Non-complete space verifying uniform boundedness

Question

Recently, I have seen the so-called uniform boundedness theorem, which says:

Let $(X,∥⋅∥)$ be a Banach space and $(Y,∥⋅∥)$ be a normed linear space. Let $A⊂B(X,Y)$ be a pointwise bounded family of bounded linear transformations from $X$ to $Y$ . Then the family $A$ is uniformly bounded.

I was wondering if there is any 'simple' non-Banach space that verifies this property: that is, that for all choices of $Y$, a pointwise bounded family of bounded linear transformations is uniformly bounded.

I have thought that maybe some kind of sequence space might work, but I have not quite found one that does.

EDIT: I found in a book that the space consisting on the real sequences that take on finitely many distinct values is an example, but it does not include a proof. Is this proven easily?

Answer 1

Locally convex spaces which satisfy the uniform bounded principle, i.e., every pointwise bounded family of continuous linear maps (with values in any normed space) is equicontinuous, are called barrelled spaces.

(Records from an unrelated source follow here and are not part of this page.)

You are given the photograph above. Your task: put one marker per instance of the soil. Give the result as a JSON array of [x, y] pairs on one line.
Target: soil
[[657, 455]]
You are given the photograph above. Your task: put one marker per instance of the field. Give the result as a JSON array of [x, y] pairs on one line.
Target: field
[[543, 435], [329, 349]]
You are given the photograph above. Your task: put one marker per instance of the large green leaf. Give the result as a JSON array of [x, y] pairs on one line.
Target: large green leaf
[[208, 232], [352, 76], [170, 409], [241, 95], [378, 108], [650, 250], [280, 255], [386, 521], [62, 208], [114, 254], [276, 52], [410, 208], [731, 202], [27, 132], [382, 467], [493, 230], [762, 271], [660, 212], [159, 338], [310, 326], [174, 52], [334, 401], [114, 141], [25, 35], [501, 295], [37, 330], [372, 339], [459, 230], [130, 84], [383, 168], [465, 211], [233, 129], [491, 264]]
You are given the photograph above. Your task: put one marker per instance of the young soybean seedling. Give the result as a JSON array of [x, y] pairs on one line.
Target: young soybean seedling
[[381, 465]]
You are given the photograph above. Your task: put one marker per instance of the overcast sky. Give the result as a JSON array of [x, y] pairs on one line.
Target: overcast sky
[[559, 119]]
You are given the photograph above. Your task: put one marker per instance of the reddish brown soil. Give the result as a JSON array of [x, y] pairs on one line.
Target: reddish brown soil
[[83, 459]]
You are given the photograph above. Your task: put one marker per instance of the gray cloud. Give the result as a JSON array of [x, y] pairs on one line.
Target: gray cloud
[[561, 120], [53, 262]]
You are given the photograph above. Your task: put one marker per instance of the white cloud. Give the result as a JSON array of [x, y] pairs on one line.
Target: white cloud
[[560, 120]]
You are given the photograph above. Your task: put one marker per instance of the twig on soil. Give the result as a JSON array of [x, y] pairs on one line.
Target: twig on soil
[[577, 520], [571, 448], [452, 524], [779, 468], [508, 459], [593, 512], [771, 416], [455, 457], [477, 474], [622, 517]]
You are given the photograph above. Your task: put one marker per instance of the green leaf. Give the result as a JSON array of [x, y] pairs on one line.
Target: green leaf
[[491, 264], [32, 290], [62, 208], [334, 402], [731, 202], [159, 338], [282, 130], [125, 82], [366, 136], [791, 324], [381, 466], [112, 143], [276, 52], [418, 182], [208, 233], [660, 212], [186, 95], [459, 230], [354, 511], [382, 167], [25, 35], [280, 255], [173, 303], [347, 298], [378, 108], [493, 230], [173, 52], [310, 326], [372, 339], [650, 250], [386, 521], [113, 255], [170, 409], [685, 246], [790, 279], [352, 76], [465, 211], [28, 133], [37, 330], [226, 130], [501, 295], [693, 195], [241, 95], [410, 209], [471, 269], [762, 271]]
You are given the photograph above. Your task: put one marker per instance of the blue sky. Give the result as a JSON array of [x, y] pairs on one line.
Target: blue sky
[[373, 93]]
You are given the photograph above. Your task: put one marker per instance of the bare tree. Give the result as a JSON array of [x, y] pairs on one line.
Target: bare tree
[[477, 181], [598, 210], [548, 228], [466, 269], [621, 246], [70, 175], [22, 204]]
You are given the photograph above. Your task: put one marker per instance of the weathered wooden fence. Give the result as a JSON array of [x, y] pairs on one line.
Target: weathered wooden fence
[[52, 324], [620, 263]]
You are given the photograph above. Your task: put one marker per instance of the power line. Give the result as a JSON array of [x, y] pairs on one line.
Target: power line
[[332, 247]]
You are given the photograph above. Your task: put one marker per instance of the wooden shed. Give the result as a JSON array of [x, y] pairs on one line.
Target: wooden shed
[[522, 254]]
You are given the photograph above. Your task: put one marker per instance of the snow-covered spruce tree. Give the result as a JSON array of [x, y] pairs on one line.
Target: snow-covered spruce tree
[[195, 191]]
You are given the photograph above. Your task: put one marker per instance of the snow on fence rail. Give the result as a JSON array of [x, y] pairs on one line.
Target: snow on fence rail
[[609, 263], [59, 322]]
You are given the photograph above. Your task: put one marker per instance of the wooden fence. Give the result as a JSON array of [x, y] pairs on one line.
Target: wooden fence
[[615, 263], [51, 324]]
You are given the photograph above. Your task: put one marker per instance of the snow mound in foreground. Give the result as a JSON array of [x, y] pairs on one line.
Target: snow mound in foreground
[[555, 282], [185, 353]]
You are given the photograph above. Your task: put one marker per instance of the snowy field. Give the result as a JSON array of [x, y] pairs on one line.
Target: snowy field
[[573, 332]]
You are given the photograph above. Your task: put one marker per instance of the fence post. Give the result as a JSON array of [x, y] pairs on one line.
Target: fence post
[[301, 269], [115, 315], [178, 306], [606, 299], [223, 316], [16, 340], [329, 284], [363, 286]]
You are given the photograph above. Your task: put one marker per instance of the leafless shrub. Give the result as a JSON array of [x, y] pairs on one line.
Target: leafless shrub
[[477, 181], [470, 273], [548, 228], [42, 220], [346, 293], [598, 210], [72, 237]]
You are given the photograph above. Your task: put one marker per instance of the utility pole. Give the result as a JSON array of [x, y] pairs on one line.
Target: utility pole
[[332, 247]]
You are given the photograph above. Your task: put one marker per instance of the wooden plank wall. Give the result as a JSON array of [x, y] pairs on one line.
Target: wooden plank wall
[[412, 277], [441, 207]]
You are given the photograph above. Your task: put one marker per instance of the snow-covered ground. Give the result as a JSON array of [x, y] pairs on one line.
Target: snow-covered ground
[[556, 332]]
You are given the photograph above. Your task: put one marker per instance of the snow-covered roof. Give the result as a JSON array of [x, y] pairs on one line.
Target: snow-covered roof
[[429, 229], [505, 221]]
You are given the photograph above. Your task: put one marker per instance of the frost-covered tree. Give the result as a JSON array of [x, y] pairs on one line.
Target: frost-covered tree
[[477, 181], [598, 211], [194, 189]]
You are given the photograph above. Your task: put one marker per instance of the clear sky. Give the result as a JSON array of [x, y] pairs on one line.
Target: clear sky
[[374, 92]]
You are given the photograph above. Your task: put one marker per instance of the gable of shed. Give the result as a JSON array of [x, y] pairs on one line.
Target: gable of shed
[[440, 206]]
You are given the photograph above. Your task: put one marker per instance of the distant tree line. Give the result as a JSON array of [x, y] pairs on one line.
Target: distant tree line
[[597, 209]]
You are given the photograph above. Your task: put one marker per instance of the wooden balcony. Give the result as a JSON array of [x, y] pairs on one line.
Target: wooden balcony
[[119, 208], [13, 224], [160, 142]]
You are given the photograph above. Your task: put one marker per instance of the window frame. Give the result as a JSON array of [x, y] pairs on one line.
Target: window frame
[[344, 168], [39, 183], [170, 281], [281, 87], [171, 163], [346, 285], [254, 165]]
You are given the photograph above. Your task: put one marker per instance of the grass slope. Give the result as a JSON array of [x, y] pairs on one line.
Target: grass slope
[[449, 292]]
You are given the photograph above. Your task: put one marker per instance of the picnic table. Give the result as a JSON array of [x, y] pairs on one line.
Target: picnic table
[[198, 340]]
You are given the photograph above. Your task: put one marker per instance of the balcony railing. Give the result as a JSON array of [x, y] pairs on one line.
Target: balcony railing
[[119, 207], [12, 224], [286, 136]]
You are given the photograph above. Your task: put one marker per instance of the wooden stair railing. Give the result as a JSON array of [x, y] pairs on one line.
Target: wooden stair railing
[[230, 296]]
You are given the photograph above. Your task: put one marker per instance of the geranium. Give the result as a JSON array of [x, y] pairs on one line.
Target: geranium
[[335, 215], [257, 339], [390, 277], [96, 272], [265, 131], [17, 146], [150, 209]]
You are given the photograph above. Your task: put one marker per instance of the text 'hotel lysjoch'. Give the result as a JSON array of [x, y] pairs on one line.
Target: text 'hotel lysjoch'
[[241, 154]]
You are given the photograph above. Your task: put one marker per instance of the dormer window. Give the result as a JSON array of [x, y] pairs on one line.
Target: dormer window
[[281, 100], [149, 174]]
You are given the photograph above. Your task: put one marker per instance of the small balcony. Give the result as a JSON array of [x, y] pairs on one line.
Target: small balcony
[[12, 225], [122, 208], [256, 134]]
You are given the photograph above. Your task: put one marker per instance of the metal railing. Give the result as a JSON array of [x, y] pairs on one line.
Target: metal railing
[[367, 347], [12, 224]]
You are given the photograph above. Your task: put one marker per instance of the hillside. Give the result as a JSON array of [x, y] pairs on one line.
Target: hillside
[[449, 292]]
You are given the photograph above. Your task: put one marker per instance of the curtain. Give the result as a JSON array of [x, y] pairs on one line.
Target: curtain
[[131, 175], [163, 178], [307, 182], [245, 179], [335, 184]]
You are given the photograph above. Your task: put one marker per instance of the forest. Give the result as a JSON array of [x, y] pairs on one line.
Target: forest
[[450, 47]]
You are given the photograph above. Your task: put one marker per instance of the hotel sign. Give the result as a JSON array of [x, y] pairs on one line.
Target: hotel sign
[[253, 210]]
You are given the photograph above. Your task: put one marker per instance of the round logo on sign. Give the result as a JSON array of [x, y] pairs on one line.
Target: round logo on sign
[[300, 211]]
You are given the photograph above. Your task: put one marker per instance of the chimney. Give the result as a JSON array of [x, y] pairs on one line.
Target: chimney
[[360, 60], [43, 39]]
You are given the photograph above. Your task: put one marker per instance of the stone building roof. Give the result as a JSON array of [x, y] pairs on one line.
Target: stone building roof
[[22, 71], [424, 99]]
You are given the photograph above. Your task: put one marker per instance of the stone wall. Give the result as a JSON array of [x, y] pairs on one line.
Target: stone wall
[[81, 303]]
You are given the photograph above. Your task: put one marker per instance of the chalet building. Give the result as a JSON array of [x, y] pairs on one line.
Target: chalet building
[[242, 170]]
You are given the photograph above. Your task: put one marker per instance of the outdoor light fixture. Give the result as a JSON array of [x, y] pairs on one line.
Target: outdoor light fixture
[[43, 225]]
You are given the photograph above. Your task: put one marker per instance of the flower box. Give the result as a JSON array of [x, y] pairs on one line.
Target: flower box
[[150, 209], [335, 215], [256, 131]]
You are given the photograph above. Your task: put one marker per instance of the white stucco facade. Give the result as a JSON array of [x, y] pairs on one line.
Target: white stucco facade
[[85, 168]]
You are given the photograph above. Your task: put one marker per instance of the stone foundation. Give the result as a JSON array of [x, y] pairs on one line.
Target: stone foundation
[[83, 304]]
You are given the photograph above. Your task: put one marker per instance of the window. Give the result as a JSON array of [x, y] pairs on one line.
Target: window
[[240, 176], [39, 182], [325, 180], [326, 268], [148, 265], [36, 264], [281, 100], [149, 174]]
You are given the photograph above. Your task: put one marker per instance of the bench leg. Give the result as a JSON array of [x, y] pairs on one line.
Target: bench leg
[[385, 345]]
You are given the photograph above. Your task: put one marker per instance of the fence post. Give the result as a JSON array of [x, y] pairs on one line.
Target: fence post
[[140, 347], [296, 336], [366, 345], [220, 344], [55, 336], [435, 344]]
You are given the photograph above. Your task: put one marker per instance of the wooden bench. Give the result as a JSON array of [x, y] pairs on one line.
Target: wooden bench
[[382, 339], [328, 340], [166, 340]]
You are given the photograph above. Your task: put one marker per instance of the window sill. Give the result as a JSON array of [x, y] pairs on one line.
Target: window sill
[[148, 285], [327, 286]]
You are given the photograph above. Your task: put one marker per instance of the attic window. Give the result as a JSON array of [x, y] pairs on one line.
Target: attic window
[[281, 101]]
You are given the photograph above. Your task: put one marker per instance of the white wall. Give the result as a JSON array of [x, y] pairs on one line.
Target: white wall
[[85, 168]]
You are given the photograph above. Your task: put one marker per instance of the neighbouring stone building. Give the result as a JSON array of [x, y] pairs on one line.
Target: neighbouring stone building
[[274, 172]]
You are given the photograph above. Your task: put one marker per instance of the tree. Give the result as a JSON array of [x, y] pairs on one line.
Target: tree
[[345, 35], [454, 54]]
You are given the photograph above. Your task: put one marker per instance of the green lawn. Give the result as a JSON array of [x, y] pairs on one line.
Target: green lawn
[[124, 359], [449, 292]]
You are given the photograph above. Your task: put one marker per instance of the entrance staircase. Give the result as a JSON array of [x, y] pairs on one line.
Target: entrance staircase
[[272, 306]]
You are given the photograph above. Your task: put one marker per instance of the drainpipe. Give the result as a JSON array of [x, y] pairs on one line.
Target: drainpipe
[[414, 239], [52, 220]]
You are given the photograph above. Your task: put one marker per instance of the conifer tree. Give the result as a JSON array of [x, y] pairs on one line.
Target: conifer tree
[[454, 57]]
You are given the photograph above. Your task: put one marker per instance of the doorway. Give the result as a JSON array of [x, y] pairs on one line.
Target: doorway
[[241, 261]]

Of course, the most prominent examples are those for which the uniform boundeness (or Banach-Steinhaus) theorem was proved originally, namely, Fréchet spaces. But compared to the class of Fréchet spaces, the class of barrelled spaces has much better permanence properties, for instance, it is (rather trivially) stable with respect to inductive limits in the category of locally convex spaces (in category theory, one would rather say colimits).

You can find much information (like the relation to completeness properties of the dual space) in the book Barrelled Locally Convex Spaces of Bonet and Pérez Carreras. In particular, 4.3.2 contains examples of barrelled normed spaces which are not complete.

Answer 2

My favorite example is the space of scalar-valued simple functions on a $\sigma$-algebra $\mathcal{A}$ (or a measurable space $(X,\mathcal{A})$ if you want).

Of course, we can endow this space with the uniform norm, and the completion of this space is the Banach space of bounded measurable functions.

The normed space of simple functions, while incomplete in general, is still barrelled (thus it does have uniform boundedness principle). This fact is a direct consequence of the Nikodym boundedness theorem, which can be regarded as a measure theory analogue of the uniform bounded principle. The proof I know of this theorem is based on the Baire category theorem, and is of a very similar flavor with the usual uniform boundedness principle for Banach spaces (or more generally, topological vector spaces which are not meager sets in themselves).

I wrote below a proof of the barrelledness of the space $\operatorname{Sp}(\mathcal{A})$ of simple functions, assuming Nikodym boundedness theorem for finitely-additive measures. The linked page only mentions the theorem for countably-additive measures, but a little bit of massage can lift it to finitely-additive measures. I am not sure what is the best reference for this fact, but this paper is one reference that I could quickly find from Google, which also mentions its connection to the usual uniform boundedness principle.

Proof. Let $A$ be a barrell in $\operatorname{Sp}(\mathcal{A})$. This means that $A$ is the polar of a weak-$*$ bounded subset $M$ of the dual space of $\operatorname{Sp}(\mathcal{A})$. The dual space of $\operatorname{Sp}(\mathcal{A})$, which is the dual space of its completion, is the space of finitely-additive measures on $\mathcal{A}$ equipped with the total variation norm. Then $M$ being weak-$*$ bounded simply means that $\sup_{\mu\in M}|\mu(A)| < \infty$ holds for all $A\in\mathcal{A}$. Hence, the Nikodym boundedness theorem shows $M$ is norm-bounded. (Note that here the weak-$*$ topology is the one coming from elements in $\operatorname{Sp}(\mathcal{A})$, not its completion, which is why Nikodym's theorem is relevant. If it were from the completion, than norm-boundedness of $M$ follows trivially by the usual uniform boundedness principle.) Therefore, the polar $A$ of the norm-bounded set $M$ must contain a ball in $\operatorname{Sp}(\mathcal{A})$, so $A$ is a neighborhood of $0$, which means that $\operatorname{Sp}(\mathcal{A})$ is barrelled. $\blacksquare$

Finally, note that:

EDIT: I found in a book that the space consisting on the real sequences that take on finitely many distinct values is an example, but it does not include a proof. Is this proven easily?

This is a special case of what's shown, with $\mathcal{A}=\wp(\mathbb{N})$. I would imagine that a direct proof of this special case would not be much easier than the general case, in the sense that it probably would involve essentially the same construction one would do for proving Nikodym's theorem.